Ce court récit, s'ouvre sur une description d'Ossip Mikhaïlytch Polzounkov. Un personnage qui tient vraiment tout du bouffon, terme qui lui va comme un gant, tant dans son apparence que dans sa volonté de distraire son auditoire.
Un auditoire qui dans ce court récit va apprendre, pour sa plus grande surprise, que le bouffon Polzounkov a bien failli se marier…
Commence alors le récit de cette curieuse histoire dans laquelle Polzounkov se lie avec un certain Fièdossiéï Nikolaïtch qui fut l'un de ses chefs de bureau dans l'administration.
Un chef qui semble bien le traiter et même le considérer au point de lui ouvrir les portes de sa famille….mais c'est aussi un chef corrompu que Polzoukov va faire chanter et dénoncer.
Vient ensuite le temps de la réconciliation, des promesses...mais le premier avril il faut se méfier de tout et Polzounkov va l'apprendre à ses dépends.

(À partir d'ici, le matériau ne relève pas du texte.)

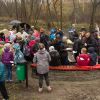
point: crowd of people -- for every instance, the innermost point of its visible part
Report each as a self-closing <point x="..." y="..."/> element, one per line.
<point x="45" y="49"/>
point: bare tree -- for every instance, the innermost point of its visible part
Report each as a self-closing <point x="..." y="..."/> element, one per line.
<point x="95" y="4"/>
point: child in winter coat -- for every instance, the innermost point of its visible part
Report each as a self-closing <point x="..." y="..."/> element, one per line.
<point x="83" y="59"/>
<point x="93" y="56"/>
<point x="42" y="58"/>
<point x="7" y="57"/>
<point x="55" y="57"/>
<point x="2" y="82"/>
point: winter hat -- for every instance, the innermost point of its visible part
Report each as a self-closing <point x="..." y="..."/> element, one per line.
<point x="51" y="48"/>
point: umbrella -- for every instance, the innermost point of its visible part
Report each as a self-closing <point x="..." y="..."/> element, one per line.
<point x="14" y="22"/>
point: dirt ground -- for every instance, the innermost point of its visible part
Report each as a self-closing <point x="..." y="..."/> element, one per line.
<point x="70" y="85"/>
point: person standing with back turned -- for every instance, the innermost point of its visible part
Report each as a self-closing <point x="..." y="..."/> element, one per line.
<point x="42" y="59"/>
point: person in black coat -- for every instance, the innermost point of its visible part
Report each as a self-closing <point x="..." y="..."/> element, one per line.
<point x="89" y="41"/>
<point x="63" y="55"/>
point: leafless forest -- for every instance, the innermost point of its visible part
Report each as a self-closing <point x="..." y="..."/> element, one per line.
<point x="59" y="12"/>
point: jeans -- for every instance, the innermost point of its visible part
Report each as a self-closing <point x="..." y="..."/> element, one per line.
<point x="8" y="71"/>
<point x="41" y="76"/>
<point x="3" y="90"/>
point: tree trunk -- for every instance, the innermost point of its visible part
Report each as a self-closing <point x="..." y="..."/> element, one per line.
<point x="16" y="9"/>
<point x="61" y="14"/>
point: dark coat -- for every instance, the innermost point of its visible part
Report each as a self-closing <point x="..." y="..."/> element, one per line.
<point x="55" y="58"/>
<point x="7" y="56"/>
<point x="93" y="56"/>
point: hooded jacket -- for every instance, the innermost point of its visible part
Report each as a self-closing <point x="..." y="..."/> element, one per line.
<point x="42" y="59"/>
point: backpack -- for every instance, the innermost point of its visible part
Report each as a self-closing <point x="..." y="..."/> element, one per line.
<point x="26" y="50"/>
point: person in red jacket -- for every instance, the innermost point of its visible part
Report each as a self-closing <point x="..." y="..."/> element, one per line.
<point x="83" y="59"/>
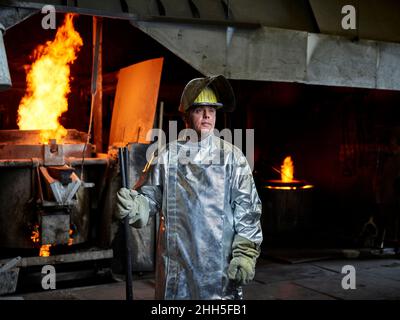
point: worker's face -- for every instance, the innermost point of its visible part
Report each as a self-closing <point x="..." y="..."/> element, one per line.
<point x="202" y="119"/>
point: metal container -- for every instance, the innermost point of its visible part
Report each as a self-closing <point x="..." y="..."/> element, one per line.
<point x="287" y="207"/>
<point x="25" y="203"/>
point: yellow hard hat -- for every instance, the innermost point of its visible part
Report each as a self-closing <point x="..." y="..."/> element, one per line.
<point x="207" y="97"/>
<point x="208" y="91"/>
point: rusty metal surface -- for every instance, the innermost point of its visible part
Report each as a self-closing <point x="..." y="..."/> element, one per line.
<point x="18" y="211"/>
<point x="8" y="281"/>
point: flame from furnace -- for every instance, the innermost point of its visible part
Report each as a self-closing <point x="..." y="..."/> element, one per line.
<point x="287" y="170"/>
<point x="48" y="83"/>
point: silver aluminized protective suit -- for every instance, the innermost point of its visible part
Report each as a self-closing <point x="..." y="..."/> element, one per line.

Une nouvelle sympathique, sans plus, dans lequel on reconnaît bien sur le style très vif de Dostoievski. Un courte nouvelle dans laquelle on discerne assez nettement la volonté de l'écrivain de dénoncer la corruption et le fait que les corrupteurs et les canailles finissent par l'emporter. Une nouvelle surtout sur le mode de la farce. Ce n'est pas l'aspect que je préfère chez cet écrivain mais ce n'est pas sans intérêt non plus.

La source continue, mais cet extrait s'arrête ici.